Lei: ho portato il bambino al circo, ma ci è rimasto male perché non c'erano gli animali.
Io: e meno male, che non c'erano!
Lei: beh, ma al bambino piacciono gli animali, invece non c'era niente, solo cavalli che giravano in tondo.
Io: tristezza... e comunque i cavalli non sono animali?
Lei: sì, ma io intendevo quelli da circo, sai gli elefanti che si mettono sullo sgabello, le scimmiette che giocano...
Io: gli animali DA CIRCO? Io credevo fossero animali selvatici... pensa un po', e si vede che viviamo in due realtà completamente diverse.
Dentro di me l'impulso irresistibile a voler spiegare, raccontare degli abusi che subiscono gli animali detenuti in cattività nei circhi, a provarci almeno, ma il suo sguardo completamente sicuro, al riparo da ogni dubbio, protetto dalle sue inscalfibili certezze e al contempo rivelante insofferenza verso il mio timido tentativo di fare la seppure minima obiezione, mi ha completamente fatto desistere dal proseguire oltre...
È che ci sono muri che semplicemente certi giorni e certi momenti risultano troppo alti da affrontare e troppo difficili da abbattere.
3 commenti:
la peggior malattia è l'ignoranza!
ciao Rita, io rimango sempre dell'opinione che il confronto *diretto* è molto delicato e difficile da gestire, altamente stressante per l'attivista e dalla riuscita assai incerta. Io solitamente mi limito a piccoli accenni, quelli che si possono chiamare semi, ma sempre con la massima cautela, senza mai arrivare all'inutile confronto-scontro con l'altro. La comunicazione impersonale, pubblica, è, a mio parere, molto più produttiva.

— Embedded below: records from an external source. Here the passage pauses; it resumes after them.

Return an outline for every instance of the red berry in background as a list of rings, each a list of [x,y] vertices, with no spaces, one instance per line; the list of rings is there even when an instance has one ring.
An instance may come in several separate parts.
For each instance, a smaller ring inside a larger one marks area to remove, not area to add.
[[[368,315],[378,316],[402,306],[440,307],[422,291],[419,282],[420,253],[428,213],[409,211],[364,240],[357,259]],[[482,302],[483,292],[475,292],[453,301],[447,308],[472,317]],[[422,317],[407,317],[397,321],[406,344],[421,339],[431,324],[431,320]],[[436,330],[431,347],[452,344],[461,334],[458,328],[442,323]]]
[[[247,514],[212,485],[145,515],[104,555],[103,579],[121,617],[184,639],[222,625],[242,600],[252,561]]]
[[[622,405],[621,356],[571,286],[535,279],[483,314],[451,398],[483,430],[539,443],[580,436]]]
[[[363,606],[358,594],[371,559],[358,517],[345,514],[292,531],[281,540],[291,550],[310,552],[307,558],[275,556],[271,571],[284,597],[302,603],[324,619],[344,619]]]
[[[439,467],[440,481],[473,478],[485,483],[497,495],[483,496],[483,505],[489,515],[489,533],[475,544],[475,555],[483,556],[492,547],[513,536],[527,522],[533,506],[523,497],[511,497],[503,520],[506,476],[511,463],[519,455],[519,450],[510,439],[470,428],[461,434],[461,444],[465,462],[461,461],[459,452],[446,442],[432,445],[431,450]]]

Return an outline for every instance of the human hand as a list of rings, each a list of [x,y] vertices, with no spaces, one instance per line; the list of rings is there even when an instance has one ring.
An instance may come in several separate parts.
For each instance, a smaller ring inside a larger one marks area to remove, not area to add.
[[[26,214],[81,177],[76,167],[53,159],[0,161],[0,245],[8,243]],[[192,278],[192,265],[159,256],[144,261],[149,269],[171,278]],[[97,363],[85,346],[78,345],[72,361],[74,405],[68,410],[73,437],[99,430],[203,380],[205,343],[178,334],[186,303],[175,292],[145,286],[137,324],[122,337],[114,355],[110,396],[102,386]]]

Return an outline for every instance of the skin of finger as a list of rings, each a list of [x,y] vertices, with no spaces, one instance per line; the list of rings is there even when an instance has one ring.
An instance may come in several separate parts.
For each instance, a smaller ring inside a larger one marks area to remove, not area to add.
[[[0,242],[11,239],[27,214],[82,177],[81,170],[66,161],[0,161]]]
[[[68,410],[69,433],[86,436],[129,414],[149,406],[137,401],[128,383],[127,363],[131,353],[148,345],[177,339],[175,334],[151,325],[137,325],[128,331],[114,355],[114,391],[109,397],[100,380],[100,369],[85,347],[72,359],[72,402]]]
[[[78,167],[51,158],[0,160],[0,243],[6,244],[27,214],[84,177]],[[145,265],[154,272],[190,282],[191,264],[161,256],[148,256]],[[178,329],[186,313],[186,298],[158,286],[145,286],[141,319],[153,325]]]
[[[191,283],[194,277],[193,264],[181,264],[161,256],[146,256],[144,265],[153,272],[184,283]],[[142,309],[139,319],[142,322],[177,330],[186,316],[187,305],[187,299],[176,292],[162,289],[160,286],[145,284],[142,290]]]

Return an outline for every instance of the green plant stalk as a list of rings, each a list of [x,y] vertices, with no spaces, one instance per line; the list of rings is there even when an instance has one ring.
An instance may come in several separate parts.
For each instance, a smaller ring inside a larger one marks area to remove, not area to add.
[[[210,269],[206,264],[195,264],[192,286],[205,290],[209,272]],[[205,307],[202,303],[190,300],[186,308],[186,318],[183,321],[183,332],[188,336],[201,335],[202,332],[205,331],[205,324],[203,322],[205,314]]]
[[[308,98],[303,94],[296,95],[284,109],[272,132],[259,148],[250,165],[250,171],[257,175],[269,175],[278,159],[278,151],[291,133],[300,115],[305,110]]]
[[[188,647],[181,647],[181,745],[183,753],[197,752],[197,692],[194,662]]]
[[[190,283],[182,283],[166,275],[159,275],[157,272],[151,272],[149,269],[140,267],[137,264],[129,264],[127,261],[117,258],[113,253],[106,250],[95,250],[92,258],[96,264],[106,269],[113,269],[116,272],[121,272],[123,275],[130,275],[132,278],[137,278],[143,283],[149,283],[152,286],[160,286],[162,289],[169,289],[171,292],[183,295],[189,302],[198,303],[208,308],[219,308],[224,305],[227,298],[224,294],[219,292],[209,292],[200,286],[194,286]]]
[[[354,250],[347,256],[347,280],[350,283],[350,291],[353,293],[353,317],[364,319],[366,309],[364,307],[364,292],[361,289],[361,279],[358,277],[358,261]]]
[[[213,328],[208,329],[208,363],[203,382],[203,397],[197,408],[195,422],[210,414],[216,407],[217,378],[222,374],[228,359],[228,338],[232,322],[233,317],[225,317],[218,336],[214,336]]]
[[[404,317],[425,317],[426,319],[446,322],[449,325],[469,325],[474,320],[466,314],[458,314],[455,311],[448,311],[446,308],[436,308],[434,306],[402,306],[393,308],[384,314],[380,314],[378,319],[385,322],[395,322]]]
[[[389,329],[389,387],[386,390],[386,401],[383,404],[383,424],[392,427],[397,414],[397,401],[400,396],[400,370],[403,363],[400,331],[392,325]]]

Hai ragione Riccardo, l'ho constatato anche io.
Ma infatti ormai con gli amici che non comprendono lo sfruttamento animale non discuto più (se mai ci ho discusso poi, l'ho sempre fatto con molta cautela).
Poi cerco sempre, quando capita, di usare ragionevolezza, delicatezza, tatto perché altrimenti si rischia l'effetto opposto. A meno che non ci sia provocazione gratuita o sfottò, in quel caso o non raccolgo la frecciatina, o rispondo a tono.